As I’ve argued in a previous post, time is merely the space within which change can take place. And in a separate post, change is what’s truly valuable. But the reality is, that value is not static in space, it’s dynamic over time — it’s a moving target. The changes that are even possible evolve, the changes people have an awareness of and seek out evolve, the relative worth of those changes to other changes evolve, and each person’s perception of the three all evolve at different rates. Add to that the fact that modern advances¹ enable us to deconstruct and construct things much more easily and quickly, and we can start to see how time is less and less an accurate approximator of value.

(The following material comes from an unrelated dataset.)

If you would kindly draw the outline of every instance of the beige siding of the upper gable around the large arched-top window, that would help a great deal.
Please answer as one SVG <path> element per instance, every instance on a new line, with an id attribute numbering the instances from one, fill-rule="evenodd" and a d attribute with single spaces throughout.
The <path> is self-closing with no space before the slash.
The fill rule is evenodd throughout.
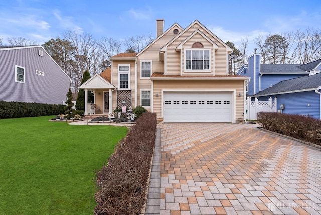
<path id="1" fill-rule="evenodd" d="M 167 75 L 180 75 L 180 65 L 181 65 L 180 63 L 182 62 L 180 61 L 180 52 L 176 51 L 176 47 L 180 43 L 182 43 L 187 37 L 193 34 L 197 29 L 202 31 L 207 37 L 209 37 L 214 43 L 216 43 L 220 47 L 215 52 L 215 63 L 214 63 L 215 75 L 226 75 L 226 70 L 227 70 L 226 47 L 223 44 L 221 44 L 221 42 L 219 42 L 214 37 L 212 37 L 212 35 L 207 33 L 197 23 L 191 26 L 186 32 L 184 32 L 184 34 L 182 34 L 179 38 L 177 38 L 167 47 L 167 52 L 166 52 L 166 55 L 167 55 L 166 56 L 167 58 L 166 74 Z M 204 39 L 202 41 L 204 41 Z M 197 42 L 197 41 L 194 41 L 194 42 Z M 183 65 L 184 65 L 184 62 L 183 62 Z"/>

Following this train of thought, then, we see how billing by the hour can drive a firm under long-term. The strength of the hourly billing model is that through a series of calculations, it insists that every 10 minutes be “profitable.” It works very well in an environment in which the value exchange definition is static, or at least slowly evolving. Time can track value well under this scenario. But insisting that every 10 minutes be “profitable” is also its greatest weakness. Why? Because the first phases of shifts in a value exchange evolution are inherently unprofitable. If I always insist on profitability, I will never permit myself to go down that road. And then what happens is that the value exchange I’ve built my time upon, will become less and less valuable relative to what’s now possible in the marketplace. I’ve literally lost track of value, by tracking my time.
Whew! Okay, one last thought: Value is created at the compound level. Huh? Okay: all matter is made up of atoms. And atoms combine together to make elements. Elements make up molecules. And molecules make compounds. (High school science class kicking in here yet?) And it’s compounds that make the world go round — that’s where the magic happens. Measuring value at the atomic level (i.e., minutes) is too narrow a field of view. We need to be measuring value at the compound level (i.e., customer relationship and even firm level) — that’s where we can get a true picture of whether we’re really helping create the change, that changes people’s lives for the better.
Okay, enough talk. It’s time to innovate.
“In the end, it’s not the years in your life that count. It’s the life in your years.” Abraham Lincoln¹I’ll leave the definition of advance towards what aside for the moment.